Save the RF and SVM classification rasters to GeoTIFF files.

In [None]:
# Update profile for single-band output
output_profile = rasterio.open(raster_path).profile.copy()
output_profile.update(count=1, dtype=rasterio.uint8)

# Save RF predictions
with rasterio.open('rf_classification.tif', 'w', **output_profile) as dst:
    dst.write(rf_predictions.astype(rasterio.uint8), 1)

# Save SVM predictions
with rasterio.open('svm_classification.tif', 'w', **output_profile) as dst:
    dst.write(svm_predictions.astype(rasterio.uint8), 1)

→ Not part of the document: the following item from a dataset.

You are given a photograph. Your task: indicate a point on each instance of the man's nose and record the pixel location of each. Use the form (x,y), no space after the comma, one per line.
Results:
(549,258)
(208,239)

print('RF classification saved to: rf_classification.tif')
print('SVM classification saved to: svm_classification.tif')

## Next Steps

- Replace `sample.tif` and `labels.shp` with your own raster and labeled shapefile.
- Adjust the 'class' column name to match your shapefile.
- Tune classifier parameters (e.g., `n_estimators` for RF, `kernel` for SVM).
- Proceed to the next notebook (`13_kmeans_clustering.ipynb`) for unsupervised clustering.

## Notes
- Ensure the shapefile has a 'class' column with numeric or categorical labels.
- Handle large datasets by sampling training data or using windowed reading.
- See `docs/installation.md` for troubleshooting library installation.